Lymphosarcoma is a debilitating cancer of the lymphatic system which affects ferrets of all ages, and occurs with equal incidence in both sexes. Lymphosarcoma can affect many different organs in the body, and for this reason the symptoms of this disease are extremely variable. Malignant lymphocytes may be found in bone marrow, lymph nodes, liver, spleen, intestine, spinal cord, and are often widespread through many different sites. There is some evidence that lymphosarcoma in ferrets may be caused by a virus, as occurs in some other species (for example, feline leukemia virus in cats), but this has not been proven.

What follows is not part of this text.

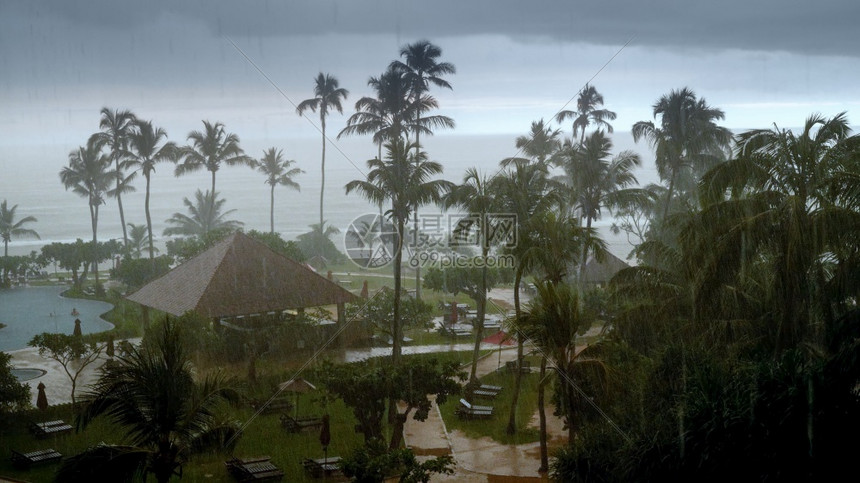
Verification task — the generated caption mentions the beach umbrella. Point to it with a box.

Symptoms of lymphosarcoma in the ferret can include lethargy, weight loss, fever, coughing, and breathing difficulty. Symptoms vary according to the organs which are principally involved at the time, but chronic weight loss is a very common finding. In addition, on a physical examination the veterinarian may find enlargement of peripheral lymph nodes, enlargement of the spleen, or he may feel masses in the abdomen or chest.
Diagnosis of lymphosarcoma can be suggested by changes in the total white blood cell and lymphocyte counts, but a definitive diagnosis of this disease requires biopsy of affected tissues such as lymph nodes, spleen or bone marrow. These are routine procedures in veterinary medicine, and can usually be done on an outpatient basis.
Treatment of lymphosarcoma involves chemotherapy, and the initial improvement with some forms of lymphosarcoma can be dramatic. This is especially true for cases involving large lymph nodes and lymphoid thoracic masses. There are many chemotherapy protocols published in the veterinary literature, but most involve the use of prednisone, cyclophosphamide and vincristine. While on chemotherapy it is critical to follow the patient's progress with serial blood tests to make sure that the treatment is not excessively damaging the bone marrow's blood producing cells. Ferrets tend to tolerate chemotherapy well, usually with few significant side effects. Lymphosarcoma is rarely cured with these chemotherapy programs, although long term remissions of 6--12 months are achievable.